After the success of Fanboys, Goldberg was hired to write the screenplays for The Jetsons; a 2007 remake of Revenge of the Nerds (1984) starring Adam Brody, which was cancelled after three weeks of filming; Aliens in the Attic; and The Muppets' Wizard of Oz. He also spent a year writing on DreamWorks Animation's How to Train Your Dragon, before moving over to write Monsters vs. Aliens: Mutant Pumpkins from Outer Space as well as the 2011 How to Train Your Dragon Christmas special, Gift of the Night Fury. He is currently adapting the graphic novel Seal Team 7 for director Shawn Levy, and bringing the book Simon Bloom: Gravity Keeper to the screen for Walden Media. Goldberg has also produced several movies, including The Comebacks, Daddy Day Camp, Bobism, Jeff the Immortal, and a remake of Night of the Living Dorks. Goldberg also produced the documentary Mike Mignola: Drawing Monsters, which explores the life and work of comic creator Mike Mignola.

===Television===
On the television side, Goldberg teamed up with Adam Sandler's production company Happy Madison to write four pilots for various networks. In 2010, Happy Madison introduced him to King of Kong director Seth Gordon and together they created the 2011 Fox comedy series Breaking In. The show was pitched as "The Office meets The A-Team" and, after a year of development, was picked up to series. Before Breaking In, Goldberg also wrote on the shows Aliens in America, Secret Girlfriend, Voltron Force, WordGirl and Kevin Williamson's Glory Days.

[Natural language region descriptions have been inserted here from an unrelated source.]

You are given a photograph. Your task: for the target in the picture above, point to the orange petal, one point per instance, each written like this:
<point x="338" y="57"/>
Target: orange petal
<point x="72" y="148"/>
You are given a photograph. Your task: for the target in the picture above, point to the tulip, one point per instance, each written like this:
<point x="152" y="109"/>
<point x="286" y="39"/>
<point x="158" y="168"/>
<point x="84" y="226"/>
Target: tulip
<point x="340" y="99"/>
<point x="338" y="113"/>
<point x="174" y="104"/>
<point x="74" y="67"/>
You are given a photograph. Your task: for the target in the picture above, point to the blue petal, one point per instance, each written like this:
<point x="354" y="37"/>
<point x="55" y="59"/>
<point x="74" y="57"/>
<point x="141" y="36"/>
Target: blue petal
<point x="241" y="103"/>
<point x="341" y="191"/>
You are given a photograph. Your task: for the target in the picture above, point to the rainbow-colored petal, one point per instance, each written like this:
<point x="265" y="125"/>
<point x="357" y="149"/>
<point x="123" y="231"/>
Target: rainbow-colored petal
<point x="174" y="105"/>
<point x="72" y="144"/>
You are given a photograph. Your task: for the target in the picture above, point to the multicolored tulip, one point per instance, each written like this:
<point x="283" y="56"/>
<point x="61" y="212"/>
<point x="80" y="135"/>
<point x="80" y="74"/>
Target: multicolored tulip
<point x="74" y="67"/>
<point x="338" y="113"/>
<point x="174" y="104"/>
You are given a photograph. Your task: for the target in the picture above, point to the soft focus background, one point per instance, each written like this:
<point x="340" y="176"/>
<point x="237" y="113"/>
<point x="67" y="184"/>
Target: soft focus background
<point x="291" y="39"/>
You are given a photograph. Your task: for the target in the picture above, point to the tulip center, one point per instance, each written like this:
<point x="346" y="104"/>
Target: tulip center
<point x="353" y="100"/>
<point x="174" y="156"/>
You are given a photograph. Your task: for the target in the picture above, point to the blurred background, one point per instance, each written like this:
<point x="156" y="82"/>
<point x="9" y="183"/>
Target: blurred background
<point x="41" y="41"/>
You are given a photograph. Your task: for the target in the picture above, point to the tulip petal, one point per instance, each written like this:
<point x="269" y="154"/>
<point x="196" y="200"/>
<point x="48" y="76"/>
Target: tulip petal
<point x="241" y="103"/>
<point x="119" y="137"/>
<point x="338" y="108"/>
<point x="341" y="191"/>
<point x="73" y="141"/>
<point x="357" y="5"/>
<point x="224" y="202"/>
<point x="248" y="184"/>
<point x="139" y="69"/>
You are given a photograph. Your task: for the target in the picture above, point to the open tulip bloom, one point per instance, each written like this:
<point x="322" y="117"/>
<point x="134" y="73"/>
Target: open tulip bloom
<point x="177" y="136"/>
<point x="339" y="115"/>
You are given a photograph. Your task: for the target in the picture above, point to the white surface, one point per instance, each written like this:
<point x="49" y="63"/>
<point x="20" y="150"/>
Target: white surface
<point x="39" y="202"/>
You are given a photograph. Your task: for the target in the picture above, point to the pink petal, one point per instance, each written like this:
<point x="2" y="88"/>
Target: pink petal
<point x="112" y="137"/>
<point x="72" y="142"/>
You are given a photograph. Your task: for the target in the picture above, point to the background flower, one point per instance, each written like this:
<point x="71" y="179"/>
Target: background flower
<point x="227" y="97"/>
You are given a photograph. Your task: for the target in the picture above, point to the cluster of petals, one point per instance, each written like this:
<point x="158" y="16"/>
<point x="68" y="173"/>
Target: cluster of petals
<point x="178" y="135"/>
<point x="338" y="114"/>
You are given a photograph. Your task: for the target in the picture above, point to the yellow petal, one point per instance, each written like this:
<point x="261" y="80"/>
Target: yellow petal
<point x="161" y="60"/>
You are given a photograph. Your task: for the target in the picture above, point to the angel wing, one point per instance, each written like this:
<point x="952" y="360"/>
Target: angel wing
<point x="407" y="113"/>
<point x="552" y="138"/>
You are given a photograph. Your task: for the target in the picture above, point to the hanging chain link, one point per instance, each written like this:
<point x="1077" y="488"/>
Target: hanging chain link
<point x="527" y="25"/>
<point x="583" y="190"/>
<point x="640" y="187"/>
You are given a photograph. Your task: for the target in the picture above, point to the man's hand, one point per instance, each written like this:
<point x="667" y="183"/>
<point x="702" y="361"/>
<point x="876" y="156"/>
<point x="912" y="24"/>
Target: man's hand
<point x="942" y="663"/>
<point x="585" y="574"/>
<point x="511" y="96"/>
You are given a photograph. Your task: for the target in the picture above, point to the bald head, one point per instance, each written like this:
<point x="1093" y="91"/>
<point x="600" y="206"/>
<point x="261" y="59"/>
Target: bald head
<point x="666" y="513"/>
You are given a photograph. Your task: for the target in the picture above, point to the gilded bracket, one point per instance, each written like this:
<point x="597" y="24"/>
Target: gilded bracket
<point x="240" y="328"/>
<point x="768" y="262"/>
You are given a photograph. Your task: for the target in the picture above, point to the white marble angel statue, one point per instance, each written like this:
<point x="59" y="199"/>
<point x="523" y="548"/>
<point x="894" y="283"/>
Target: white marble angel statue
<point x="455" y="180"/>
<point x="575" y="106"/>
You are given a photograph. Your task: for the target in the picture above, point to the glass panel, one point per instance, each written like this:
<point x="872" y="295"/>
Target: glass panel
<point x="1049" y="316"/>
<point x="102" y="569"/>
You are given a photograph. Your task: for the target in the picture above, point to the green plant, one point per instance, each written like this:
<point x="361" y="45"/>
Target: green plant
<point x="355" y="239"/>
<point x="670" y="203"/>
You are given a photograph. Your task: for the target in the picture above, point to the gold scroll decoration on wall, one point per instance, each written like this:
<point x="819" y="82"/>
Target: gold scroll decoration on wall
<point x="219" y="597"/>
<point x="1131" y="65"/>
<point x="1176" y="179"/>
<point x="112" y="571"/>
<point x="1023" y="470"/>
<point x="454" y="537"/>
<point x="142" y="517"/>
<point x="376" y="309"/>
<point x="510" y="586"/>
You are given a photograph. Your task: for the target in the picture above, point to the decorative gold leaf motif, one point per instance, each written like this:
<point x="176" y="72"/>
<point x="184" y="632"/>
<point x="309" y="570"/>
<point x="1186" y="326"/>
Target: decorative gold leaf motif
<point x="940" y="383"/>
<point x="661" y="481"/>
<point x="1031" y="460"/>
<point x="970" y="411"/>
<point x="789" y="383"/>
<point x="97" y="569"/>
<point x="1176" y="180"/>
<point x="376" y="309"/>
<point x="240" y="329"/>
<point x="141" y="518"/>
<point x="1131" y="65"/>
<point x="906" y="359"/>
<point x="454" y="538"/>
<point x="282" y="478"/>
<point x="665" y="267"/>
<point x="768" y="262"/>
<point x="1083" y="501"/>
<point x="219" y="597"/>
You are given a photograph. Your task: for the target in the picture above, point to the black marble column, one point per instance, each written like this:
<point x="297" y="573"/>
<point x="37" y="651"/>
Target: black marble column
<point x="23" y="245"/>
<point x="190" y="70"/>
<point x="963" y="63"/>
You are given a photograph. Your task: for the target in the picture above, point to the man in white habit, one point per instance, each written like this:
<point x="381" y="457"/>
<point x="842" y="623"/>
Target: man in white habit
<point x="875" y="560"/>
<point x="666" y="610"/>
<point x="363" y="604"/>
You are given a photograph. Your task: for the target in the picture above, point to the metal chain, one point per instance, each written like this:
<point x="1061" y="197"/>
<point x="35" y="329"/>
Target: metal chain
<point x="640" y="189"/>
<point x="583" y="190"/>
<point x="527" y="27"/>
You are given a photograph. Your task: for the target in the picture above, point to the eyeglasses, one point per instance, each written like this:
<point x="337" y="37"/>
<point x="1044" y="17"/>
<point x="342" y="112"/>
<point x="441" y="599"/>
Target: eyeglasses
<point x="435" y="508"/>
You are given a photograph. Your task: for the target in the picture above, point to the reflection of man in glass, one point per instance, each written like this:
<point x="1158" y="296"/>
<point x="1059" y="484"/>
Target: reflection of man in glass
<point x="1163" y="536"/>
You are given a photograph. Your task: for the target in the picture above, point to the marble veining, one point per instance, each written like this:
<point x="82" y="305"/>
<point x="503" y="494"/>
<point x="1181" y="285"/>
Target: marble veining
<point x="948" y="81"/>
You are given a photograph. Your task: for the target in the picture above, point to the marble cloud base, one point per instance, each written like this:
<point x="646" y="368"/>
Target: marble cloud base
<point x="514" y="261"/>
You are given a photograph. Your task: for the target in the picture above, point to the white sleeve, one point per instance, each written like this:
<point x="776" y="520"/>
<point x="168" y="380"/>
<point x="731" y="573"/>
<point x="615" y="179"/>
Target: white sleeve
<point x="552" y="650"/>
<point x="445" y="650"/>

In 2011, Goldberg signed a three-year overall deal with Sony Pictures TV. During this time, Goldberg was a producer on NBC's Community while developing new projects. In 2012, Goldberg got a pilot commitment to shoot an autobiographical show about his family titled How the F--- Am I Normal?, and also reunited with Fox on a pilot starring AJ Michalka and Sean Giambrone. The autobiographical show was picked up by ABC with a title change to The Goldbergs and ran through ten seasons before ending in 2023. He also co-created Imaginary Mary and The Goldbergs spinoff series Schooled for the network.

Goldberg also co-developed and produced The Muppets Mayhem, a Muppets spinoff series starring The Electric Mayhem, which streamed on Disney Plus in 2023.

===Other projects===
On July 22, 2020, Goldberg, along with Uncle Louie, launched challenge coins with the Garbage Pail Kids. They were licensed by Topps and sold out in minutes. On January 26, 2024, Goldberg was announced to be co-writing the Marvel Comics series Aliens: What If...? with Brian Volk-Weiss, Hans Rodionoff, and Leon and Paul Reiser, to be illustrated by Guiu Vilanova.